Noppasin said at a news conference that evidence and testimony from experts suggested the building plan did not meet standards and codes. The Bangkok Post newspaper said police had also determined the project showed “structural flaws in the core lift shaft and substandard concrete and steel”.

Thai media have reported allegations of wrongdoing in the project almost every day since the building’s collapse, many of them involving irregular documentation for the project. Their reports have highlighted the role of Italian-Thai’s Chinese joint venture partner, the China Railway No 10 company, which is involved in projects around the world.

A Criminal Court issued arrest warrants for the 17 on Thursday. Noppasin said 15 turned themselves in at a police station in the morning and the remaining two were expected to do so later on Friday.

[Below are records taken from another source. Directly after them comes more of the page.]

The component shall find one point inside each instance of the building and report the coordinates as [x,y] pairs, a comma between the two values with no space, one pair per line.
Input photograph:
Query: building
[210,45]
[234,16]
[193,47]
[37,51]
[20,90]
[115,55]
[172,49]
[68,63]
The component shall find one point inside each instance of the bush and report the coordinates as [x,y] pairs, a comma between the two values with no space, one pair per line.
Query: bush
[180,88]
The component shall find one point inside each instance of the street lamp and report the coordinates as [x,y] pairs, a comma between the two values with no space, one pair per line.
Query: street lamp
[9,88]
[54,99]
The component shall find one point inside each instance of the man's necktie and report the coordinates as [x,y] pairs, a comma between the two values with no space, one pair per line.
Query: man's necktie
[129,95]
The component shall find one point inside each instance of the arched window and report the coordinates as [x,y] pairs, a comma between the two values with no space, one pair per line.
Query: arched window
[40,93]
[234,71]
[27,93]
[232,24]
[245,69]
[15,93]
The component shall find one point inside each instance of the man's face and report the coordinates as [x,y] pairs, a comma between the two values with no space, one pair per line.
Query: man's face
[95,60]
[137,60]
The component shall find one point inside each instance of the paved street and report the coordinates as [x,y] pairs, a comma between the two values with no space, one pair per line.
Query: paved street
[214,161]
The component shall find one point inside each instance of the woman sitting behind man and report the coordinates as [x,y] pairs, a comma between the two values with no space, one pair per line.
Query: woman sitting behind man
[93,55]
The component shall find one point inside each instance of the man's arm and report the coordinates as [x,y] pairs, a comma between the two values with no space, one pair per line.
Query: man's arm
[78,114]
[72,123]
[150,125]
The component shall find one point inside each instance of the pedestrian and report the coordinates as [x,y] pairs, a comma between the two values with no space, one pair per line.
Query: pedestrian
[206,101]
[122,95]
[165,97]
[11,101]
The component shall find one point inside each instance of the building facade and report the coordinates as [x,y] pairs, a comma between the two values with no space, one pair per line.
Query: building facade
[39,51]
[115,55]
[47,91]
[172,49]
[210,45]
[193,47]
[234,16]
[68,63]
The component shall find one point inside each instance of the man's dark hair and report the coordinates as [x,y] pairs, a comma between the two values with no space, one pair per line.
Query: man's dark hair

Premchai’s case is his second major tangle with the law. In 2019, he was convicted of wildlife poaching and served about three years in prison.

He was found guilty of killing protected animals and illegal possession of weapons after park rangers found him and other members of a hunting party in the Thungyai Naresuan Wildlife Sanctuary in western Thailand in February 2018.

They were found with guns and the carcasses nearby of a rare black panther, a kalij pheasant and a barking deer. The black panther, which is a member of the leopard species, had been butchered and its meat cooked up for soup.